Virtual universes compared: Microsoft WorldWide Telescope, Celestia, Hayden’s Digital Universe

A few days ago, Microsoft Research Labs released a major beta update to their free WorldWide Telescope (Windows only). Among its many improvements, the “Autumnal Equinox” release includes a new way of exploring the universe — instead of just zooming in on photographs of the night sky as seen from Earth (as you do with Google Sky), you can now also travel through a 3D model of the Solar System, the stars in our galaxy and out past the furthest observable galaxies and quasars, giving you a fantastic view of the superstructure of the universe.

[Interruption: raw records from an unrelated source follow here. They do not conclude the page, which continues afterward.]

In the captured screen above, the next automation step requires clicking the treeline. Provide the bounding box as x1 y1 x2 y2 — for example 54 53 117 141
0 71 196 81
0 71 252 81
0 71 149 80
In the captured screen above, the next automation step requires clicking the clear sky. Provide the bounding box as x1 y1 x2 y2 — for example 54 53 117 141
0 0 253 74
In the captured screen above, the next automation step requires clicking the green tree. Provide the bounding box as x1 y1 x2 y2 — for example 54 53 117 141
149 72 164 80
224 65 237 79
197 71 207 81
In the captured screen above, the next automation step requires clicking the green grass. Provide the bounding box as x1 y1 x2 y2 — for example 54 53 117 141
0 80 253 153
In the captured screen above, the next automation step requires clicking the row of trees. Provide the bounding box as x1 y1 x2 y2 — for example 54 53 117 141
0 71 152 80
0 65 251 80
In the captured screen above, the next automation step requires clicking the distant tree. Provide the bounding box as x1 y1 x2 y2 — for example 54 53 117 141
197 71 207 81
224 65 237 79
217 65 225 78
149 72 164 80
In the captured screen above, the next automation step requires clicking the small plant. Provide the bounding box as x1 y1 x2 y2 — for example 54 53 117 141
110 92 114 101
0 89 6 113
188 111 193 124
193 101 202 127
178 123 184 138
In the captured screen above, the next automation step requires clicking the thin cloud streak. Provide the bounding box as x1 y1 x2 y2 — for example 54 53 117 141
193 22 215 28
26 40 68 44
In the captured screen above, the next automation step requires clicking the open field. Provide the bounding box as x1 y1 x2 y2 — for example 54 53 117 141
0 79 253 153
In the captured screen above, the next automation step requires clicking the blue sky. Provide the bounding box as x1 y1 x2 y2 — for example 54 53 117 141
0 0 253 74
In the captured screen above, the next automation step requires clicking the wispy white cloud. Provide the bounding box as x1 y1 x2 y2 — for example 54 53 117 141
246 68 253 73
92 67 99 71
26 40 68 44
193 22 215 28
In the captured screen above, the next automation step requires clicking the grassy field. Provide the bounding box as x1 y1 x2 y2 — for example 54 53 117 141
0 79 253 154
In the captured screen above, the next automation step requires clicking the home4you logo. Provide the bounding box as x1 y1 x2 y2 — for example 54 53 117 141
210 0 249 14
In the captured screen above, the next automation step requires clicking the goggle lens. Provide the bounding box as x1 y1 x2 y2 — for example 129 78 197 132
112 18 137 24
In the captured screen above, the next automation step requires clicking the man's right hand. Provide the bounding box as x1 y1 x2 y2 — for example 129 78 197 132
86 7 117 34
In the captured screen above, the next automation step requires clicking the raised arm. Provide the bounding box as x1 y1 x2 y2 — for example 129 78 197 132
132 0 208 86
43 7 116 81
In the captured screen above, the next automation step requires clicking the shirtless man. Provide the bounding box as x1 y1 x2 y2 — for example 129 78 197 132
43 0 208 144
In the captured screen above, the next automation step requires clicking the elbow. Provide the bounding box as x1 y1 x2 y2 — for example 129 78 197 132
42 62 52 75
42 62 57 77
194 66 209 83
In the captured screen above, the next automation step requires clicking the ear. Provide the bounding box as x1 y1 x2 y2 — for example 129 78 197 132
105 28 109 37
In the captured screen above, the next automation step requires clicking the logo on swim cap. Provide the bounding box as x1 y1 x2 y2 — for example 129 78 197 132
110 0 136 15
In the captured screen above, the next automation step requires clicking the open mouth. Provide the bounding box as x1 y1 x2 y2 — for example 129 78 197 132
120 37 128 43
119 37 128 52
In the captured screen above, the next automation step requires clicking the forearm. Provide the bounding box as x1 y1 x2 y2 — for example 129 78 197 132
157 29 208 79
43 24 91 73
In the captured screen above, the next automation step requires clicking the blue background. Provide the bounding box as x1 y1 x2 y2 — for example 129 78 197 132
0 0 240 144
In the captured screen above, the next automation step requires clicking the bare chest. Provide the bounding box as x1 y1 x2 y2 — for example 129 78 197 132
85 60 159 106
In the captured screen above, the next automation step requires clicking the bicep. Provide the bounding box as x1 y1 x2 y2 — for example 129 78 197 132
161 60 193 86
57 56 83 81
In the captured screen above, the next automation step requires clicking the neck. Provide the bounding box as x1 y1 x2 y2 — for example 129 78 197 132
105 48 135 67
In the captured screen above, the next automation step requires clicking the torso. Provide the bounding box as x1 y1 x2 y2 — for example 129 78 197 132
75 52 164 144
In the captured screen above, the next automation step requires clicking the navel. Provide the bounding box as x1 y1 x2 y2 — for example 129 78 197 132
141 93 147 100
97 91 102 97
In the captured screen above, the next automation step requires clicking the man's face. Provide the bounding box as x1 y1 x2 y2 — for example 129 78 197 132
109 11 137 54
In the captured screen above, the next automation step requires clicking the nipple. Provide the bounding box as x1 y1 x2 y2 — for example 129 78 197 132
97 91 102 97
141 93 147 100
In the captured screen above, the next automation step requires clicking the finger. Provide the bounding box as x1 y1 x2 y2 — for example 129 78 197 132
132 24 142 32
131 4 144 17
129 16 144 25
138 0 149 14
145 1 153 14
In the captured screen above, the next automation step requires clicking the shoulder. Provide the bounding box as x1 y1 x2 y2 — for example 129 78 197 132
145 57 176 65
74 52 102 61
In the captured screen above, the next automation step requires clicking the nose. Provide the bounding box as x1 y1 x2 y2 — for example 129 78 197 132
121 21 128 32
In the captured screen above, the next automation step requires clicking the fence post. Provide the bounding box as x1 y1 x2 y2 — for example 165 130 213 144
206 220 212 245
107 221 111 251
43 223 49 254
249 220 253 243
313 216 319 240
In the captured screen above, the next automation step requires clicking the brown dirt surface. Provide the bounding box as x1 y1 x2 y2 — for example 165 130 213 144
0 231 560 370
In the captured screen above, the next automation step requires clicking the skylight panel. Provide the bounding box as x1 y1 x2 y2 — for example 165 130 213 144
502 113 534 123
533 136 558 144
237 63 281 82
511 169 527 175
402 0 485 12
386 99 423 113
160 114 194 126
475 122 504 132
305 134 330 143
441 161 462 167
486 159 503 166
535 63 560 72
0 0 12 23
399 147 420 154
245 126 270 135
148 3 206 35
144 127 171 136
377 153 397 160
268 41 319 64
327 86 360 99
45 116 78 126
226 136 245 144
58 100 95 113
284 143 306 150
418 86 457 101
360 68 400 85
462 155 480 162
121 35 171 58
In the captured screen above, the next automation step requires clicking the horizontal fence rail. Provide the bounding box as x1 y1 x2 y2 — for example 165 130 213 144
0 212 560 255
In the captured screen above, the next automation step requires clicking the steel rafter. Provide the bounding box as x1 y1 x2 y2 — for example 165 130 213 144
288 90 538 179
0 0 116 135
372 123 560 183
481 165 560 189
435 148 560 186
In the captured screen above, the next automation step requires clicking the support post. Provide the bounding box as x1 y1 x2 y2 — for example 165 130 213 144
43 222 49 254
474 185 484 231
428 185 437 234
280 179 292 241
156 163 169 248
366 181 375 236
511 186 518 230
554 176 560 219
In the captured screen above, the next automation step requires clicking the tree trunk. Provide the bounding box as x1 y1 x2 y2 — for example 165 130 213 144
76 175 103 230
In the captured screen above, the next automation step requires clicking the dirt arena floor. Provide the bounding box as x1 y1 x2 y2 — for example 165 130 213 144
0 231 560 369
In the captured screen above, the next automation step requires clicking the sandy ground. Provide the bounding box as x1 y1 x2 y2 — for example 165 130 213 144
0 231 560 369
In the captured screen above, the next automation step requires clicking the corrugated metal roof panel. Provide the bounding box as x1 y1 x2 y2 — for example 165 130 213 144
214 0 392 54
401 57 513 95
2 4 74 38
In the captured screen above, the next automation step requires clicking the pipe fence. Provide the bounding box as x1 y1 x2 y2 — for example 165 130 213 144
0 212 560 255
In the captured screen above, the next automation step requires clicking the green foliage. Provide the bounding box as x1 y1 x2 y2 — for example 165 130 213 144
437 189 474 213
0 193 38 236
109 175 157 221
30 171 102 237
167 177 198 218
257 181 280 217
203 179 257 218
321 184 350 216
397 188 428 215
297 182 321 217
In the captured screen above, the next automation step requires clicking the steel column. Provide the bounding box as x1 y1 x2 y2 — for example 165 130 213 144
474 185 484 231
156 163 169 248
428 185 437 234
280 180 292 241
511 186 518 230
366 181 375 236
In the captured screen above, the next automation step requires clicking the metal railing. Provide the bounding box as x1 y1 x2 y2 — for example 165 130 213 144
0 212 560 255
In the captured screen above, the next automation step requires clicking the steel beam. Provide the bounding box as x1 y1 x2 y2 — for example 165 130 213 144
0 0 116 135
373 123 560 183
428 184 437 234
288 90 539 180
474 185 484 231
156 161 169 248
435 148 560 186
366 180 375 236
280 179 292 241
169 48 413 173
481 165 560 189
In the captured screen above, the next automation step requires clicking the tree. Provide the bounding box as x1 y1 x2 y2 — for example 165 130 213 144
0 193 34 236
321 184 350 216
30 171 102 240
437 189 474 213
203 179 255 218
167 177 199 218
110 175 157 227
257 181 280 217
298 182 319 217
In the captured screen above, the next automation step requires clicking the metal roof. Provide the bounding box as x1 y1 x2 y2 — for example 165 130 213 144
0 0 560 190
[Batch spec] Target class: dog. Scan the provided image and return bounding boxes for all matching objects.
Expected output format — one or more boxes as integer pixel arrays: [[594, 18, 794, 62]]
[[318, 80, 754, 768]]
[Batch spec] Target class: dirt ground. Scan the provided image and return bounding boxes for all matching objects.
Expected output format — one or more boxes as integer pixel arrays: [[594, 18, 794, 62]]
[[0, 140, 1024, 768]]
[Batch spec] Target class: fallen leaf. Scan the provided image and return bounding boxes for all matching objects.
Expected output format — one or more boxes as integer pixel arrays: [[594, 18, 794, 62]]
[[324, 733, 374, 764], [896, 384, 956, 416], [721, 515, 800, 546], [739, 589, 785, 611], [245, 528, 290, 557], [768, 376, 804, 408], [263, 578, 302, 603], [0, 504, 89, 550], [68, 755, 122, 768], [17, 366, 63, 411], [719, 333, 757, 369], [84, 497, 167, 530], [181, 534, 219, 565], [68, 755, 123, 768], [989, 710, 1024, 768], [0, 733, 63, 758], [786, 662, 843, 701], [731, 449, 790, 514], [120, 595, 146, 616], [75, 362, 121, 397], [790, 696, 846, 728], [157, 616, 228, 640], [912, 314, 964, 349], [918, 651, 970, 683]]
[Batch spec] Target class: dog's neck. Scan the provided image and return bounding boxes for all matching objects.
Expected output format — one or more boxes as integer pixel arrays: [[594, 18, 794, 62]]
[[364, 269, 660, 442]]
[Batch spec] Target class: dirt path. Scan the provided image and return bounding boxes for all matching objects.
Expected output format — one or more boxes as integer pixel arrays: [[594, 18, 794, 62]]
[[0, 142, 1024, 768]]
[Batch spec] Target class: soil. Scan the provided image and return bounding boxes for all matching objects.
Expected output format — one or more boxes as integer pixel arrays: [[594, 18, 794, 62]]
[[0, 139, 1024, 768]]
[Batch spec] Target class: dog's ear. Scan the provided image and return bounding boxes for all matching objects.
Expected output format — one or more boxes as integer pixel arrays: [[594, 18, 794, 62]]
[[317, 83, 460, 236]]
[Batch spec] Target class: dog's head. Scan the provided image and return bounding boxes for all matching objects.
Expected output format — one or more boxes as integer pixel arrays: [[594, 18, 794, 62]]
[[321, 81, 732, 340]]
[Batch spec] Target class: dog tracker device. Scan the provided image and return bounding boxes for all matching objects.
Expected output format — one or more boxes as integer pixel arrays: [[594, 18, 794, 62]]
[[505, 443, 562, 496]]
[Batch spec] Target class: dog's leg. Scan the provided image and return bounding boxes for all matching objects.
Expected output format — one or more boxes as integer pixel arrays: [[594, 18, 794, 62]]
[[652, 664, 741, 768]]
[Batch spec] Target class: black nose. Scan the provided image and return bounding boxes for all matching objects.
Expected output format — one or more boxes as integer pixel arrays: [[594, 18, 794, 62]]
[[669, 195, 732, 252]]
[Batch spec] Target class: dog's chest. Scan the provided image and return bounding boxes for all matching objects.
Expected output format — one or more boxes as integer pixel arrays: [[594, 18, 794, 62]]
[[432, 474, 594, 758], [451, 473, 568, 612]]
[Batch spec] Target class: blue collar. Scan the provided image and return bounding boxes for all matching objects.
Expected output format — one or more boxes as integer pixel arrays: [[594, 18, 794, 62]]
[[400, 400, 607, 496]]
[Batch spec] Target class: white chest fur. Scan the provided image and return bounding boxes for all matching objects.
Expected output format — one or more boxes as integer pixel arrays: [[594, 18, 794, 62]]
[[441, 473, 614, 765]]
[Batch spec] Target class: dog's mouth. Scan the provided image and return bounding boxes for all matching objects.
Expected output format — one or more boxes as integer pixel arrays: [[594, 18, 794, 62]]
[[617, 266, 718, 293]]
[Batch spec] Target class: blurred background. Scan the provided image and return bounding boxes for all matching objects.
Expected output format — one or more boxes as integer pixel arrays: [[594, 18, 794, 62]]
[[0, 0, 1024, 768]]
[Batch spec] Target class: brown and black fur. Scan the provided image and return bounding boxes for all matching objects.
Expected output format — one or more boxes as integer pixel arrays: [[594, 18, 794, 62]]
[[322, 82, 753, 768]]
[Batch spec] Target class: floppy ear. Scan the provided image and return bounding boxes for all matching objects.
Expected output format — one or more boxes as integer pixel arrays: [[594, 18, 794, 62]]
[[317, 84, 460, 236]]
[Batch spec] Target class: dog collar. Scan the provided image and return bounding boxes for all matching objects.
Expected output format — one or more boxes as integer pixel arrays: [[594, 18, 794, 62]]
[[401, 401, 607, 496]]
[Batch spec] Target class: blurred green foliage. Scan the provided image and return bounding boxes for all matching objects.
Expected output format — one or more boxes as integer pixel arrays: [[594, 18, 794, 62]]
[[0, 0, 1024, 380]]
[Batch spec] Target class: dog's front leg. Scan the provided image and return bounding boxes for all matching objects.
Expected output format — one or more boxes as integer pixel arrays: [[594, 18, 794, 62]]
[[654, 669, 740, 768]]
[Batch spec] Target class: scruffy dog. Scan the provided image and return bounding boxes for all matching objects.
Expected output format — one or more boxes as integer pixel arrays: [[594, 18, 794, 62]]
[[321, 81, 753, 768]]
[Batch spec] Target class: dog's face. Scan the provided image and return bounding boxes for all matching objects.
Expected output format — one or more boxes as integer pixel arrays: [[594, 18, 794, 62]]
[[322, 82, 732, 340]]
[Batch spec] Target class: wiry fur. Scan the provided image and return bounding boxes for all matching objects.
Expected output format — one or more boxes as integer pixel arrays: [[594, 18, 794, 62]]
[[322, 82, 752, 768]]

This is the first time that a 3D visualization of the furthest observable objects in the universe has been made so accessible to the casual user, for free. Similar data has been freely available for a while (for Windows, Mac, and Linux) if you know where to look. In this post I’m going to look at the state of these virtual universes, now that Microsoft has entered this application space.

Microsoft’s 3D view of the universe most clearly lends comparison to the current open-source favorite, Celestia (for Windows, Mac and Linux). It too simulates the Solar System and nearby stars, and with a bit of effort you can upload a database of around 250,000 galaxies far far away, taken from the Sloan Digital Sky Survey (SDSS). Microsoft says its galaxy database contains half a million objects, but doesn’t name the source. A third free virtual universe worth looking at is Digital Universe, by NYC’s Hayden Planetarium, a massive downloadable dataset that comes with PartiView (for Windows, Mac and Linux), its own (highly quirky) viewer.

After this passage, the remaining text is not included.